The outcome of 2611 volunteer smokers > 45 years of age with a smoking history of >20 pack-years who participated in several NCI sponsored chemoprevention trials was determined from their clinical follow up and from the Cancer Registry. The mean age of the participants was 58 years. Forty percent of them were women. The mean duration of follow up was 4.7 years. Computer-assisted image analysis of sputum cells obtained by induction was performed in all and 56% were found to have sputum atypia on image analysis. Autofluorescence bronchoscopy, chest x-ray/spiral CT was performed in 1011 subjects with sputum atypia. Seventeen subjects were found to have lung cancer. Four of them had CT occult carcinoma in situ (CIS) found by autofluorescence bronchoscopy. The tumors in the remaining 13 subjects detected by CT were in areas beyond the range of a 6-mm bronchoscope."
"We conclude from our study that sputum atypia by image analysis may identify subjects at high risk of developing lung cancer. A combination of spiral CT and autofluorescence bronchoscopy examination is required to find both central and peripheral carcinomas. Bronchial dysplasia is a useful target lesion for evaluation of new chemopreventive agents because it is both a pre-malignant lesion and a marker for the presence of other pre-malignant lesions elsewhere in the bronchial tree. The time to progression to CIS/invasive cancer from lesser histologies may be very short. An effective chemopreventive regimen should therefore prevent both appearance of new dysplastic lesions and eradicate existing high-grade dysplastic lesions."
"Emerging molecular tools in clinical prevention studies", presented by Li Mao, UT M.D. Anderson Cancer Center, Houston, TX.
"The tumorigenic process in epithelial cancers is multistep and requires accumulation of multiple genetic and epigenetic alterations." "In the upper aerodigestive tract including oral, larynx/pharynx, and lung, tobacco smoke is the common cause of tumorigenesis and damages a large area of the airway known as field defect, which not only increases incidence of cancer development but also the development of second primary tumors. The identification and determination of molecular alterations in the early tumorigenesis extend our understanding of underlying biology of the epithelial cancers and provide molecular markers for cancer risk assessment and early detection."
"In a recent study, we used the method (mRNA in-situ hybridization) to determine the expression status of hTERT, the catalytic unit of human telomerase, in specimens from the bronchial tree of heavy smokers before and after treatment with 4-HPR (vitamin A analog) or placebo.

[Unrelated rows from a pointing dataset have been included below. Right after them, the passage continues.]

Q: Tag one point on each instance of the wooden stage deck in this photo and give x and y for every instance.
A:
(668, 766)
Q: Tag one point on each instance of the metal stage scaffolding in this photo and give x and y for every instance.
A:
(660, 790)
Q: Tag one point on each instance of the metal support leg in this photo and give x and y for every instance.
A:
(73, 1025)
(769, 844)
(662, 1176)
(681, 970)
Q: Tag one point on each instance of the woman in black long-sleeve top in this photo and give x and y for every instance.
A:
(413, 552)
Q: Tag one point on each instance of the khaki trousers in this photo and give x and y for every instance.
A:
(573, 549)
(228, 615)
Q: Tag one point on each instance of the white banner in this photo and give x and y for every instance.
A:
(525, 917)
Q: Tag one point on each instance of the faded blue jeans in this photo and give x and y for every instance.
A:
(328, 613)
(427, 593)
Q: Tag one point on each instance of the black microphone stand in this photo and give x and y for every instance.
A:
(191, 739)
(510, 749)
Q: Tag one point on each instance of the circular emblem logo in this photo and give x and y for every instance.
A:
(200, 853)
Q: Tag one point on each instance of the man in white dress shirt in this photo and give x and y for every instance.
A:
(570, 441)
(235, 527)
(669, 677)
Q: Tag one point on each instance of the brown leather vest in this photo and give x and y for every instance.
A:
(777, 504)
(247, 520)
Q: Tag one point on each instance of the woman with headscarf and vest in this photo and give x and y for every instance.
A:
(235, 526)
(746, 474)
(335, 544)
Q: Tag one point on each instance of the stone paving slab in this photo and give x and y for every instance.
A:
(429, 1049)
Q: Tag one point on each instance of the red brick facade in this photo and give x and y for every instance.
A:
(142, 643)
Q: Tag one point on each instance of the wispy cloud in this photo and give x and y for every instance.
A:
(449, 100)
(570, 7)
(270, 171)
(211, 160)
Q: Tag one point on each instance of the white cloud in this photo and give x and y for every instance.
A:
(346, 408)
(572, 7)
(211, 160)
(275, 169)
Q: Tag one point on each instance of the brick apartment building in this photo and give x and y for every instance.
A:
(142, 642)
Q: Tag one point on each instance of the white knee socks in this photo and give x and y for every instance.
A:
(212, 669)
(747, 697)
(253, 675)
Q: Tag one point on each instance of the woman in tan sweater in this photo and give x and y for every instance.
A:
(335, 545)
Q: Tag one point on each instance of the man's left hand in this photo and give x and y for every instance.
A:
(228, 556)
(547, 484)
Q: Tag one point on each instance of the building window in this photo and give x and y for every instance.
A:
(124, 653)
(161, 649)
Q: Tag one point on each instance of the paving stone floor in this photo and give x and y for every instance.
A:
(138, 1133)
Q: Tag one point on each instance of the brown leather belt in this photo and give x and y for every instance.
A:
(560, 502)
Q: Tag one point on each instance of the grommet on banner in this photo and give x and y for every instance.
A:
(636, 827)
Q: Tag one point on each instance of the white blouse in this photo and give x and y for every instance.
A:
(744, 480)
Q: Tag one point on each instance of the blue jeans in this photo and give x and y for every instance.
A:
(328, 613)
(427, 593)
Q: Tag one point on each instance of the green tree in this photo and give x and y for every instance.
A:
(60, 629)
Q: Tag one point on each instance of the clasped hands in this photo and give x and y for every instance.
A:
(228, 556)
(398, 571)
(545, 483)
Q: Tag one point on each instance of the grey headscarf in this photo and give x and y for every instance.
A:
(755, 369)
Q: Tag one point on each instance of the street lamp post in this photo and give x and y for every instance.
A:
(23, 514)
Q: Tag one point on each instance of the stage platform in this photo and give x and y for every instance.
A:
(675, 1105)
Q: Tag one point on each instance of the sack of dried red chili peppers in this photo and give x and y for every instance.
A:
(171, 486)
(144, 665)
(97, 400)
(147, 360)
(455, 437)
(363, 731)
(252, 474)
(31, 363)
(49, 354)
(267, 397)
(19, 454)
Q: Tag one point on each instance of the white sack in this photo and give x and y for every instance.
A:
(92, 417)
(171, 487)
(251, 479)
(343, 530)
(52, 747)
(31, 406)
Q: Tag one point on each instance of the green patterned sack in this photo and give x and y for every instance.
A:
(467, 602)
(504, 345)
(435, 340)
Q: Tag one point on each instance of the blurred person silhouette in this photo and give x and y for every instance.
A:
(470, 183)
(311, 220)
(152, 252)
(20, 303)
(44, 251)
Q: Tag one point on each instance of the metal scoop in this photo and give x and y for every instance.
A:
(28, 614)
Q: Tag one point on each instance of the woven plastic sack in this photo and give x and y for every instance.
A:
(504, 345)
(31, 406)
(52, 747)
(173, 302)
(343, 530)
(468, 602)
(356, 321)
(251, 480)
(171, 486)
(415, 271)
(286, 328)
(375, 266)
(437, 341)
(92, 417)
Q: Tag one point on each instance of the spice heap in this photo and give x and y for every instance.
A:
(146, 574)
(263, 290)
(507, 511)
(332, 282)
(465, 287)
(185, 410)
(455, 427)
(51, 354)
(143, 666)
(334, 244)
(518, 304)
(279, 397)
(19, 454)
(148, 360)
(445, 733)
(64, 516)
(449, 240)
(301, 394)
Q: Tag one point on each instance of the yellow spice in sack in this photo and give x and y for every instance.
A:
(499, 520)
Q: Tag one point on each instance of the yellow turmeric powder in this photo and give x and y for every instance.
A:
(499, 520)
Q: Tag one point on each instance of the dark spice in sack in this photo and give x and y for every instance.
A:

Over 60% of biopsy specimens expressed hTERT mRNA in both groups at baseline level.
Interestingly, after 6 months of treatment, the frequency of hTERT expression was significantly reduced in the biopsy specimens obtained from the 4-HPR-treated group but not the placebo-treated group suggesting a novel mechanism may underlie the potential chemopreventive properties of 4-HPR."
"Molecular predictors of progression to cancer in Barrett's Esophagus", presented by Brian J. Reid, Fred Hutchinson Cancer Research Center, Seattle, WA.
"Barrett's Esophagus (BE) is the only known precursor of esophageal adenocarcinoma (EA) but most patients with BE do not progress to cancer during follow up. Presently histological classification of dysplasia is used for risk stratification in BE, but the existing dysplasia classification is poorly reproducible and variably predictive of progression to cancer.
Therefore, there is a clinical need for molecular predictors of progression for risk stratification in patients with BE. Further BE constitutes an excellent model of human epithelial neoplastic progression because serial biopsies can be taken over time to determine the temporal evolution of neoplastic cell lineages in humans in vivo."
"Molecular markers of clonal changes in BE have great promise in predicting progression to EA."